New LSD Research May Help Explain The Brain Chemistry Of Depression And Schizophrenia

New LSD Research May Help Explain The Brain Chemistry Of Depression And Schizophrenia

Anyone who’s taken the psychedelic drug LSD (formally known as lysergic acid diethylamide), or spoken to someone who’s taken it, knows it can be a utterly bonkers experience. A small new study published in the Journal of Neuroscience seems to offer some insight into what’s happening in the brain while we’re on a LSD trip. And it might even provide a hint as to how certain mental disorders develop.

Structure of lysergic acid diethylamide (LSD), captured in 2D and 3D.Illustration: Benjah-bmm27 (Wikimedia Commons)
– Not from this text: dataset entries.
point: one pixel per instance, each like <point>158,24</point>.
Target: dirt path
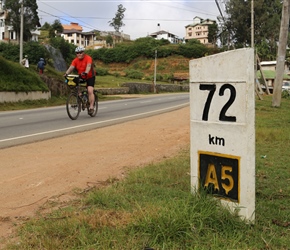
<point>33,174</point>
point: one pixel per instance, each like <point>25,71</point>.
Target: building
<point>73,33</point>
<point>7,33</point>
<point>161,34</point>
<point>198,30</point>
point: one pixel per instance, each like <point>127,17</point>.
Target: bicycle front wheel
<point>73,106</point>
<point>96,105</point>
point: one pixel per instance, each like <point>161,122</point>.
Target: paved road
<point>19,127</point>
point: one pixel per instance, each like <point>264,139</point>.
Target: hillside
<point>173,65</point>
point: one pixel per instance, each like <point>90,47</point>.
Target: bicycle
<point>78,98</point>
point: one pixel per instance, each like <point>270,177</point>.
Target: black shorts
<point>91,81</point>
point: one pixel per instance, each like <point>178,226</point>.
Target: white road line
<point>90,124</point>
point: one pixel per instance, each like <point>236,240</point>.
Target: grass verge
<point>152,208</point>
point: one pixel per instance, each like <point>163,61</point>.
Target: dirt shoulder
<point>33,174</point>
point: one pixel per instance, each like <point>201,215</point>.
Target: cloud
<point>141,16</point>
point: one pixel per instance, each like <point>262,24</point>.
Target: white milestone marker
<point>222,127</point>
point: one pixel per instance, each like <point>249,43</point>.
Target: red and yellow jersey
<point>81,65</point>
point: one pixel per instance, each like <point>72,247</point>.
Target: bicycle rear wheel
<point>96,105</point>
<point>73,106</point>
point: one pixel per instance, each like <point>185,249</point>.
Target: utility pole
<point>280,62</point>
<point>252,24</point>
<point>155,64</point>
<point>21,33</point>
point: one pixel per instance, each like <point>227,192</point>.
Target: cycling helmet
<point>80,49</point>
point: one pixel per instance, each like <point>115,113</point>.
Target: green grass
<point>153,206</point>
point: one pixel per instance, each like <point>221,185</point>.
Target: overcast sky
<point>141,16</point>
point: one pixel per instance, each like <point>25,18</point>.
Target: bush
<point>134,74</point>
<point>34,50</point>
<point>101,72</point>
<point>24,81</point>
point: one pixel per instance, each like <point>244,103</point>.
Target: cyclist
<point>83,63</point>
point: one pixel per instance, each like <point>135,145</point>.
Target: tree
<point>267,23</point>
<point>30,16</point>
<point>117,21</point>
<point>276,101</point>
<point>109,40</point>
<point>55,28</point>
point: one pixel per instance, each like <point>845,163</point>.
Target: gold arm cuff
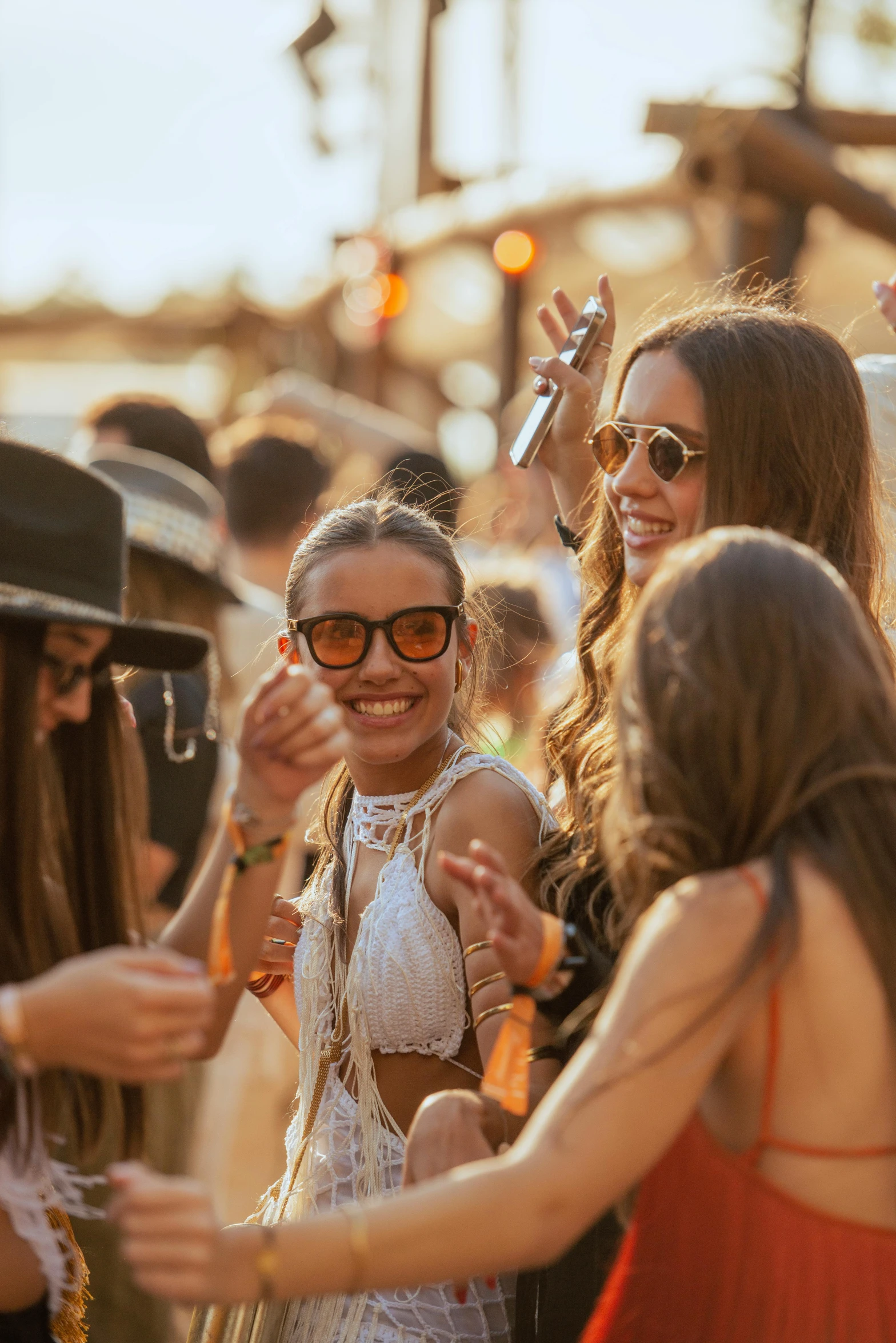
<point>491,1011</point>
<point>483,983</point>
<point>358,1244</point>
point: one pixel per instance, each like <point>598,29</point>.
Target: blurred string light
<point>470,384</point>
<point>469,442</point>
<point>371,296</point>
<point>514,252</point>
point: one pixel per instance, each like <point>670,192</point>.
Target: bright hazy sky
<point>147,147</point>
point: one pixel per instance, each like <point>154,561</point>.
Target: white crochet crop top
<point>407,971</point>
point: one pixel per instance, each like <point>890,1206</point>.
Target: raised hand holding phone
<point>565,451</point>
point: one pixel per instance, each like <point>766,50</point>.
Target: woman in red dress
<point>742,1072</point>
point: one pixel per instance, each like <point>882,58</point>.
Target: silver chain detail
<point>211,719</point>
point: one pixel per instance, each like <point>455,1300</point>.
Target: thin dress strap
<point>773,1051</point>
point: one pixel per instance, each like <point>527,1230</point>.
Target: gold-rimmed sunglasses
<point>666,452</point>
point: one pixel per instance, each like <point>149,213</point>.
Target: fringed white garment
<point>404,991</point>
<point>34,1191</point>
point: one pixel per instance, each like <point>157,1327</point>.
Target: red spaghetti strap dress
<point>715,1253</point>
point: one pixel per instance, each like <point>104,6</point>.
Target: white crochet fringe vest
<point>404,990</point>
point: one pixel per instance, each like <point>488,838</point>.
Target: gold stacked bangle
<point>491,1011</point>
<point>478,946</point>
<point>483,983</point>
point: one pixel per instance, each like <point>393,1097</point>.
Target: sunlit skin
<point>75,645</point>
<point>658,391</point>
<point>389,754</point>
<point>397,754</point>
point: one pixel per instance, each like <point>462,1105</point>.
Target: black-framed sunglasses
<point>666,452</point>
<point>69,676</point>
<point>342,640</point>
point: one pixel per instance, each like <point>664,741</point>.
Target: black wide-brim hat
<point>63,559</point>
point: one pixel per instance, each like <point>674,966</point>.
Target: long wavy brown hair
<point>755,715</point>
<point>71,818</point>
<point>358,527</point>
<point>790,449</point>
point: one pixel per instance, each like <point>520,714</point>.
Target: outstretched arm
<point>565,452</point>
<point>290,735</point>
<point>604,1125</point>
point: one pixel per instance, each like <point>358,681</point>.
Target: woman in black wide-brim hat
<point>77,1002</point>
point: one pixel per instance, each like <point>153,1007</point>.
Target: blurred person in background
<point>422,480</point>
<point>156,456</point>
<point>75,995</point>
<point>741,1076</point>
<point>176,535</point>
<point>152,424</point>
<point>515,665</point>
<point>273,477</point>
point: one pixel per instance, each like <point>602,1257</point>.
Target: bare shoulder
<point>487,805</point>
<point>487,797</point>
<point>701,927</point>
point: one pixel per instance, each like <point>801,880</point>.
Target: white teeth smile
<point>640,528</point>
<point>381,708</point>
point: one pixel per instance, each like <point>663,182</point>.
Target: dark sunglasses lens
<point>666,455</point>
<point>611,449</point>
<point>337,644</point>
<point>420,634</point>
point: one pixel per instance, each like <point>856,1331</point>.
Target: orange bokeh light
<point>514,252</point>
<point>396,297</point>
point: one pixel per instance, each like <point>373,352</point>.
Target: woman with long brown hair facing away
<point>742,1071</point>
<point>77,1002</point>
<point>718,418</point>
<point>395,990</point>
<point>79,1005</point>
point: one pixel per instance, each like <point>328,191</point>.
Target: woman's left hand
<point>290,735</point>
<point>514,924</point>
<point>171,1237</point>
<point>886,296</point>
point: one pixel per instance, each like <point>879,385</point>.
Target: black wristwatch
<point>590,970</point>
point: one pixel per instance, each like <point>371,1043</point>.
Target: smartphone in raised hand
<point>574,352</point>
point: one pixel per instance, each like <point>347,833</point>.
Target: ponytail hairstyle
<point>360,527</point>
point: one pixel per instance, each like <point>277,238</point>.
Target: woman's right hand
<point>281,936</point>
<point>129,1013</point>
<point>515,927</point>
<point>291,732</point>
<point>565,452</point>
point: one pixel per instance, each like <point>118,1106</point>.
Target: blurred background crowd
<point>262,256</point>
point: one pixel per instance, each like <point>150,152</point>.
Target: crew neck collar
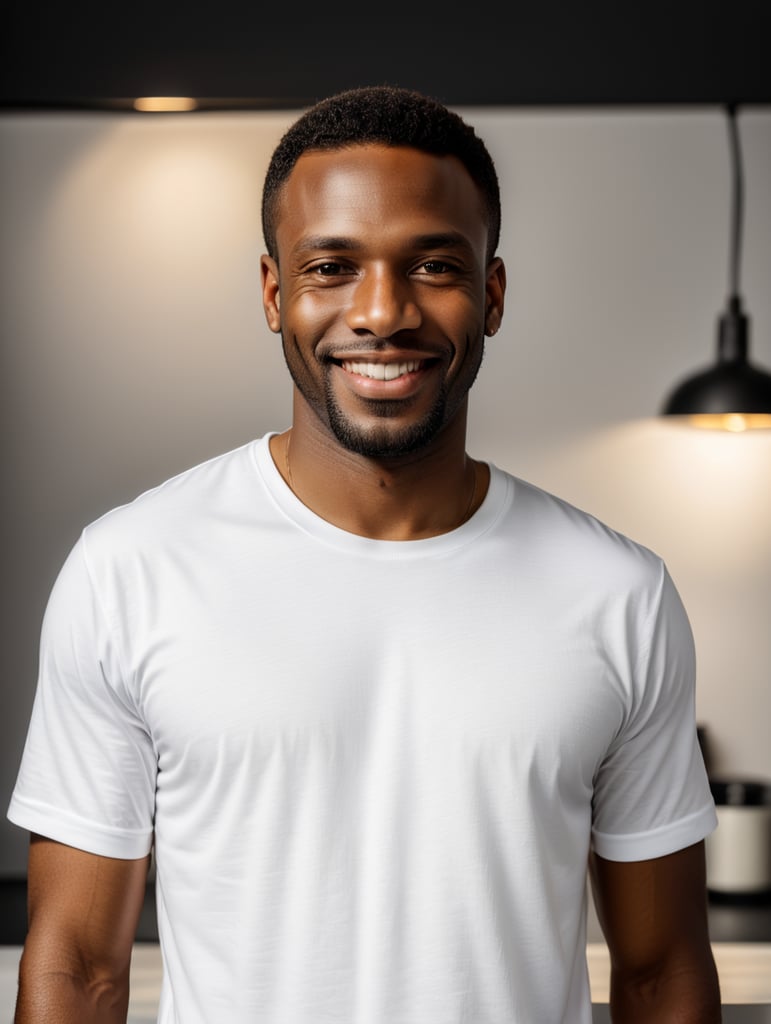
<point>307,520</point>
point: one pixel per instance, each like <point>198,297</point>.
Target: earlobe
<point>270,293</point>
<point>491,323</point>
<point>496,289</point>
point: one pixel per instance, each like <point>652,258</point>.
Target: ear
<point>270,294</point>
<point>495,291</point>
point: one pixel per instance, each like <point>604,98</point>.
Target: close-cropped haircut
<point>389,116</point>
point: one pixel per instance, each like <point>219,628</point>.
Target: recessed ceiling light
<point>165,103</point>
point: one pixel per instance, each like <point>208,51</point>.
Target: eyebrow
<point>341,243</point>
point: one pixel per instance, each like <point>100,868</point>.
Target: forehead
<point>378,192</point>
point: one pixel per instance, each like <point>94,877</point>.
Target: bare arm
<point>653,915</point>
<point>83,913</point>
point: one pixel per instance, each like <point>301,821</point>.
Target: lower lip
<point>399,387</point>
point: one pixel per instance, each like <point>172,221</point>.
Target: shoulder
<point>558,531</point>
<point>176,510</point>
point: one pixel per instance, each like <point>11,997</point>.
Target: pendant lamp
<point>732,394</point>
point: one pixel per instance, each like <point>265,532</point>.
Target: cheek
<point>311,312</point>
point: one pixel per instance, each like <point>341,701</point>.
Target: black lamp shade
<point>732,394</point>
<point>727,387</point>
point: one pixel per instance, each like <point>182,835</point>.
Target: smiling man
<point>377,706</point>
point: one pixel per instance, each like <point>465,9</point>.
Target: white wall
<point>134,345</point>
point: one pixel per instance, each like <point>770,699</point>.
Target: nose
<point>383,304</point>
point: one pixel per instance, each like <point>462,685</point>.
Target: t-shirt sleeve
<point>651,793</point>
<point>87,776</point>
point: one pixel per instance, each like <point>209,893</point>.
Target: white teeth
<point>381,371</point>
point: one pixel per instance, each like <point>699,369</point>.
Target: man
<point>375,704</point>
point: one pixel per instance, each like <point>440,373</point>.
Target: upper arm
<point>83,910</point>
<point>653,915</point>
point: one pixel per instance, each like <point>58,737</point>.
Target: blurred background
<point>134,343</point>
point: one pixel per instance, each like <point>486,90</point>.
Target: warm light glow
<point>165,103</point>
<point>734,422</point>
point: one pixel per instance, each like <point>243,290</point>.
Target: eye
<point>327,269</point>
<point>436,266</point>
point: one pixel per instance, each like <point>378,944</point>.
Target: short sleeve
<point>87,776</point>
<point>651,792</point>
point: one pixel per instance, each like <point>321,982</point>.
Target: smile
<point>382,371</point>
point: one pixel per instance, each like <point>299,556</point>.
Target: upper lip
<point>382,353</point>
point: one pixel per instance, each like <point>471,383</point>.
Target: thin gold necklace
<point>466,514</point>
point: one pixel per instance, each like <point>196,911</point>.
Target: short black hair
<point>387,115</point>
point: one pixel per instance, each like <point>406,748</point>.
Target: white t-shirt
<point>373,769</point>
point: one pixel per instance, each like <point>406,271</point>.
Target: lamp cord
<point>737,213</point>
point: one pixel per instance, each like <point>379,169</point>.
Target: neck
<point>403,498</point>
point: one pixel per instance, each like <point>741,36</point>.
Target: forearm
<point>687,996</point>
<point>65,992</point>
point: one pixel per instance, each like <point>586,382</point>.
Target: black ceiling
<point>283,54</point>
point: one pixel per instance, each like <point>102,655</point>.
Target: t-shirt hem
<point>658,842</point>
<point>83,835</point>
German researchers asked 24 healthy volunteers to lay down in a MRI machine and play a little game. They were told to interact, via eye movements, with a virtual human avatar on a computer screen across five different scenarios (the avatar was controlled by the researchers). Scientists have used this exercise as a way to test how well people can socially interact with someone else.

The researchers found that when the volunteers were on LSD (as opposed to a placebo), they were less able to pay attention to the avatar and recognise it as another person while they completed their tasks. And the MRIs found they had less brain activity in the posterior cingulate cortex and the temporal gyrus. These regions are known to help with our self-perception, autobiographical memory, and our ability to communicate with others.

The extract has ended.